Rettaliata Engineering Center, Room 104 10 West 32nd Street Chicago, IL 60616
Headshot of Ian Abraham, assistant professor of mechanical engineering at Yale University.

The Department of Mechanical, Materials, and Aerospace Engineering presents their spring 2024 seminar series featuring guest speaker Ian Abraham, assistant professor of mechanical engineering with courtesy appointment in the computer science department at Yale University, who will present, “Optimality and Guarantees in Robotic Exploration.” This seminar is open to the public and will take place on Wednesday, April 17, 2024, from 3:30–4:30 p.m. in room 104 of the Rettaliata Engineering Center.

Abstract

Guaranteeing effective exploration is a vital component in the success of robotic applications in ocean and space exploration, environmental monitoring, and search and rescue tasks. This talk presents a novel formulation of exploration that permits optimality criteria and performance guarantees for robotic exploration tasks. We define the problem of exploration as a coverage problem on continuous (infinite-dimensional) spaces based on ergodic theory and derive control methods that satisfy optimality and guarantees, such as asymptotic coverage, set-invariance, time-optimality, and reachability in exploration tasks. Last, we demonstrate successful execution of the approach on a range of robotic systems. 

Biography

Ian Abraham is an assistant professor in mechanical engineering with courtesy appointment in the computer science department at Yale University. His research group is focused on developing real-time optimal control methods for data-efficient robotic learning and exploration. Before joining Yale, he was a postdoctoral researcher at the Robotics Institute at Carnegie Mellon University in the Biorobotics Lab. He received his PhD. and M.S. degrees in mechanical engineering from Northwestern University and his B.S. in Mechanical and Aerospace Engineering from Rutgers University. During his Ph.D., he also worked at the NVIDIA Seattle Robotics Lab where he worked on robust model-based control for large parameter uncertainty. 

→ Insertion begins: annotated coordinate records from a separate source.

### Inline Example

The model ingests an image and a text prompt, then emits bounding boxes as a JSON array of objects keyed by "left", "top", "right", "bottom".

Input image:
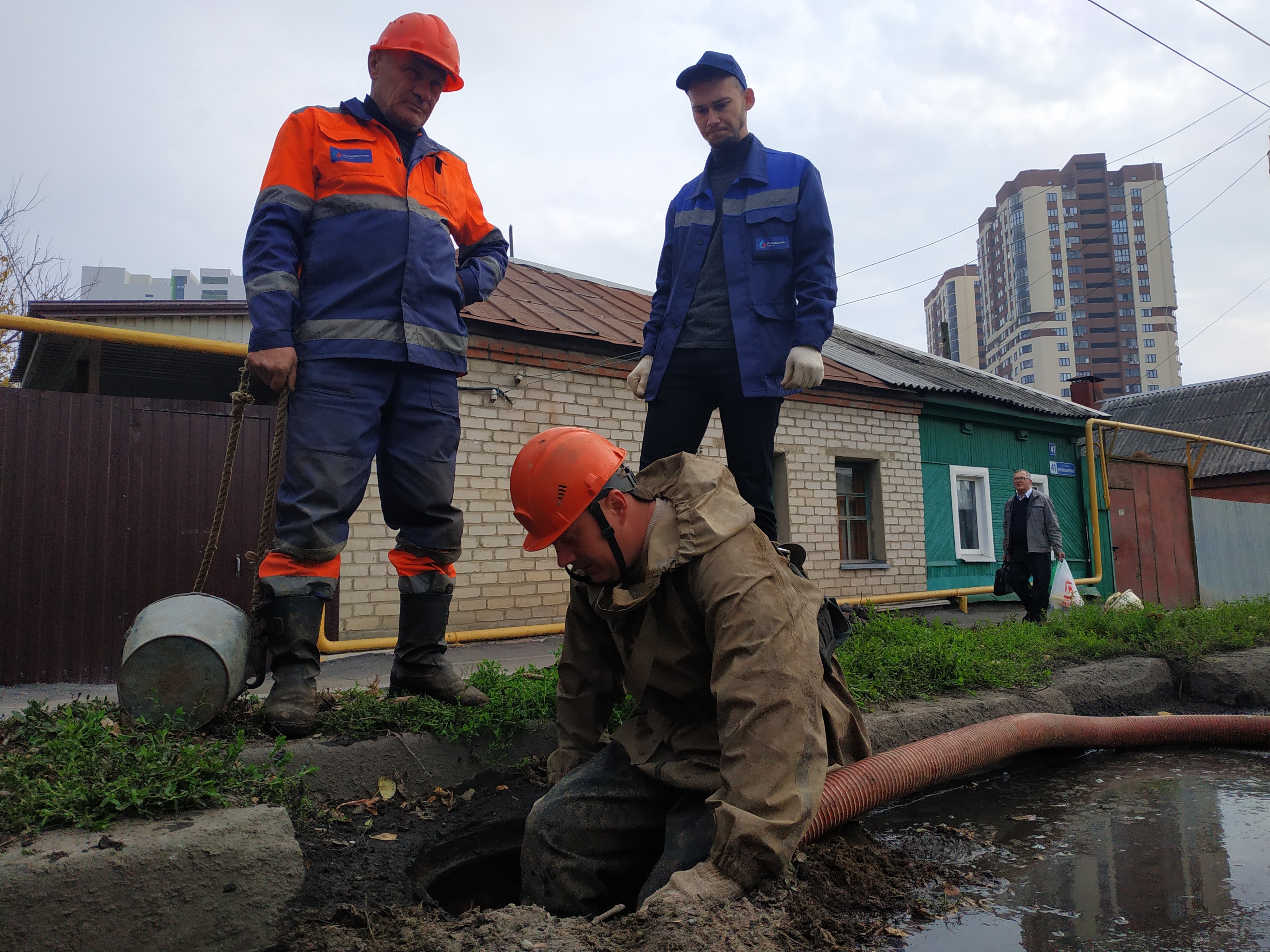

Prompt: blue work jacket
[
  {"left": 243, "top": 99, "right": 507, "bottom": 374},
  {"left": 643, "top": 138, "right": 838, "bottom": 400}
]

  His research interest lies at the intersection of robotics, optimal control, and machine learning with a focus on developing real-time embedded software for exploration and learning. He is the recipient of the 2023 Best Paper Award at the Robotics: Science and Systems conference, the 2019 King-Sun Fu IEEE Transactions on Robotics Best Paper award, the Northwestern Belytschko Outstanding Research award for his dissertation, and the 2023 NSF CAREER Award.